Despite the humiliation of having such a son, the proud history and noble tradition of the Wyndham-Pryce family’s service to the First Council had shielded Mr. Wyndham-Pryce and his wife from the worst of the fallout. In addition, although the family’s influence was on the wane, it was still formidable and no one felt secure enough in their position to place a black mark against them.
My parents were not fond of Mr. Wyndham-Pryce, but felt it wise to remain on good terms with he and his family. Although I also come from an old and noble Watcher bloodline, for my sake my parents made it a policy to remain on friendly terms with as many people in positions of authority as they could. They stayed out of the internal politics of the First Council as much as possible and did not muscularly acquire additional influence for fear of drawing attention to our family. As a result, I was acquainted with Mr.
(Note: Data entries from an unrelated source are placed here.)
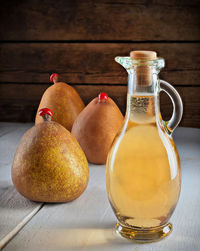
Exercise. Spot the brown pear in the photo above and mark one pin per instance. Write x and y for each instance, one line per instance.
(63, 100)
(49, 164)
(96, 127)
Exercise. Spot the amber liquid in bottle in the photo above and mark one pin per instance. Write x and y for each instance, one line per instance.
(143, 169)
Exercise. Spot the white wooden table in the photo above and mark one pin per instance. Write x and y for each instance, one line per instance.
(88, 222)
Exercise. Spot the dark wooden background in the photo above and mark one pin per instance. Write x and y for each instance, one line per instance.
(79, 40)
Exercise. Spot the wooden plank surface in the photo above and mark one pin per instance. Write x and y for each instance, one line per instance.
(20, 102)
(87, 223)
(100, 20)
(15, 210)
(79, 63)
Wyndham-Pryce, but I cannot claim to have known him or any of his family well.
In the early days of the new Reformed Council, it appeared that Mr. Wyndham-Pryce’s star was again on the rise. He was one of the few survivors with any experience from the First Council and, as such, Mr. Giles took the prudent step of offering him a position of authority. Years later I learned that Mr. Giles did so with great trepidation, but felt his hand was forced on this matter as he believed Mr. Wyndham-Pryce would do more harm if he was left out of the formation of the Reformed Council. Mr. Giles bet that by giving him a stake in the rebuilding efforts, Mr. Wyndham-Pryce would be more willing to work with the new blood now entering Council service.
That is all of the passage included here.